Characterisation of the surface films formed on molten magnesium in different protective atmospheres

Molten magnesium oxidises rapidly during casting and handling unless it is protected by an atmosphere that stabilises the surface. In this article, results from the analysis of magnesium melt surfaces exposed to SO2 and different fluorine-containing atmospheres are reported. The microstructure of the surface films, formed during controlled exposure in laboratory scale experiments, have been characterised using X-ray diffraction (XRD), electron probe microanalysis (EPMA) and transmission electron microscopy (TEM). Both SO2 and the fluorine-containing gases were found to protect the melt from burning and vaporisation in oxidising atmospheres. The protected surfaces generally had a shiny metallic appearance, but turned dull grey after extended exposure to high concentrations of fluorine containing gases.

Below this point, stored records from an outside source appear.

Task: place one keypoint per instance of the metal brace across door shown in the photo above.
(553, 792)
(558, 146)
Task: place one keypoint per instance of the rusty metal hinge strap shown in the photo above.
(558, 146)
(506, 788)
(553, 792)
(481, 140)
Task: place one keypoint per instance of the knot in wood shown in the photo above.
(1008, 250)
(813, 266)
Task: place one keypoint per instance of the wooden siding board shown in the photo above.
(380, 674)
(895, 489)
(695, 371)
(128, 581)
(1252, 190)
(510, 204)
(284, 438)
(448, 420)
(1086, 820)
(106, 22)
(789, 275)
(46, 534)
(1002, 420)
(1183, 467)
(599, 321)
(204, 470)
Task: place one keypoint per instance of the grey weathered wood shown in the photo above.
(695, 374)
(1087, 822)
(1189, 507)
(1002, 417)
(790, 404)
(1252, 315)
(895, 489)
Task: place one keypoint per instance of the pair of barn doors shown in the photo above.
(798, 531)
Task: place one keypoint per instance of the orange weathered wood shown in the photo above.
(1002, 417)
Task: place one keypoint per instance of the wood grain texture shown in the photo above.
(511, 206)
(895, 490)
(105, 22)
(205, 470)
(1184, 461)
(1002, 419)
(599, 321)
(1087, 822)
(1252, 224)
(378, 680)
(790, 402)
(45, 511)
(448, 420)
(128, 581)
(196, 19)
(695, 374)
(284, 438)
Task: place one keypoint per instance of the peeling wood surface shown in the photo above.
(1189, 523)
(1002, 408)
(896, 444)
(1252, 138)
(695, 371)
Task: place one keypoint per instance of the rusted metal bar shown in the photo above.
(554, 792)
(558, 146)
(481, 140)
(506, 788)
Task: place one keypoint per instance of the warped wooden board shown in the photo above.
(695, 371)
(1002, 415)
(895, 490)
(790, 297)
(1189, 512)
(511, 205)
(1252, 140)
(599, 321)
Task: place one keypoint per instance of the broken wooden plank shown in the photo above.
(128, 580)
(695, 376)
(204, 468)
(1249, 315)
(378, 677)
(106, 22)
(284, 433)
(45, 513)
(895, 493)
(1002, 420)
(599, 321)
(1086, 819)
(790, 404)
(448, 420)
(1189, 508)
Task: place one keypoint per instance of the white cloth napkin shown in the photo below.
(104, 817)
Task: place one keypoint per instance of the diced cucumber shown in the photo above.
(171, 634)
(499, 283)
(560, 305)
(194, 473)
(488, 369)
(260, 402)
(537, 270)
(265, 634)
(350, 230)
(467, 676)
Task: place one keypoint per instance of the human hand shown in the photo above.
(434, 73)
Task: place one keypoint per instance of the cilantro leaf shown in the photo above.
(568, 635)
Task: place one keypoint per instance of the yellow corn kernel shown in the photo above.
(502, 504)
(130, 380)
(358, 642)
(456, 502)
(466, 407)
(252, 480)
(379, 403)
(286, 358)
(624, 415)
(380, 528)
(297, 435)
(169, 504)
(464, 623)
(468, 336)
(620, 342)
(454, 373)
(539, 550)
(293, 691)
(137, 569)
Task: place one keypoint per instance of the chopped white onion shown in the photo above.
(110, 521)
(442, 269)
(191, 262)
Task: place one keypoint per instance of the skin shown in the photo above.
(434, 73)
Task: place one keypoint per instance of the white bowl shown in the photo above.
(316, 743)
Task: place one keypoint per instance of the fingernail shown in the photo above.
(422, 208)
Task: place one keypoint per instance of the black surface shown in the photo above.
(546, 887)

All the surface films initially consisted of small crystallites of MgO forming a thin continuous film. This film was found to contain some sulphur when the melt was protected by SO2, while fluorine was the only element detected in the oxide when SF6 or other fluorine-containing gases were used for protection. With increasing exposure time, the films gradually grew thicker and the fluorine/oxygen-ratio of the films formed in fluorine-containing atmospheres increased. Finally, after long term exposure to fluorine containing atmospheres, the thermodynamically stable MgF2-phase was formed. In a N2 atmosphere, SO2 and SF6-additions did not protect the magnesium, indicating that a rapid initial formation of MgO is necessary to obtain protective films.